Among middle-aged carriers of the APOE ε4 allele, parental dementia and Alzheimer disease were associated with poorer verbal and visuospatial memory and a higher rate of global brain atrophy.
Family studies have shown that first-degree relatives of patients with sporadic, late-onset dementia and Alzheimer disease (AD) have a higher risk of developing dementia.1–3 The only well-established genetic susceptibility factor is the APOE ε4 allele,4 which is neither necessary nor sufficient to cause disease.
Interestingly, in autosomal dominant familial AD, studies have shown structural and cognitive changes in mutation carriers several years prior to onset of clinical disease.5,6 Whether such changes are detectable in offspring of persons with sporadic dementia remains largely unknown. Determining whether cognitive and structural changes can be detected early in asymptomatic offspring of patients with dementia is important, as these changes might help identify target populations for preventive interventions and serve as quantitative endophenotypes to broaden the search for genetic risk factors underlying sporadic dementia.
Our aim was to examine the association of prospectively verified parental dementia with tests of memory, abstract reasoning, and cognitive flexibility, and with MRI measures of total brain volume, hippocampal volume, and white matter hyperintensity volume in middle-aged community subjects, both cross-sectionally and longitudinally.

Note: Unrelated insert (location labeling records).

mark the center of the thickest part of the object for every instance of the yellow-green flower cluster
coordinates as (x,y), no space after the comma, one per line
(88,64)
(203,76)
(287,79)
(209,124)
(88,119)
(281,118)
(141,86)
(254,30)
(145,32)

The Framingham Offspring Cohort has undergone 8 periodic physical and medical examinations since 1971.7 A key criterion for enrollment was that at least one of the participant's biologic parents or their spouse's parents was a member of the Framingham Original Cohort. As part of an ancillary study, Offspring participants who survived until the seventh examination (1998–2001) and attended at least one of examinations between the fifth and the seventh, or had moved away from Framingham but continued to be followed up offsite (n = 3,623), were invited to undergo a neuropsychological test battery (NP) and volumetric brain MRI (1999–2005). The acceptance rate was 72%: 2,607 subjects underwent NP, of whom 2,262 also had an MRI. After exclusion of subjects with a neurologic condition that might confound the assessment of cognitive function and measurement of brain volumes and 1,855 subjects who were not informative for both maternal and paternal dementia, the sample size for the present analysis was 717 persons with NP and 629 with MRI (see flow diagram, figure e-1 on the Neurology® Web site at www.neurology.org). Participants informative for parental dementia were younger, more educated, less likely to have hypertension, and more likely to be smokers than noninformative participants; they had greater brain volume, less white matter hyperintensities, and scored higher on neuropsychological tests except for the difference between Trail Making Test B minus A (TrB-TrA) (table e-1).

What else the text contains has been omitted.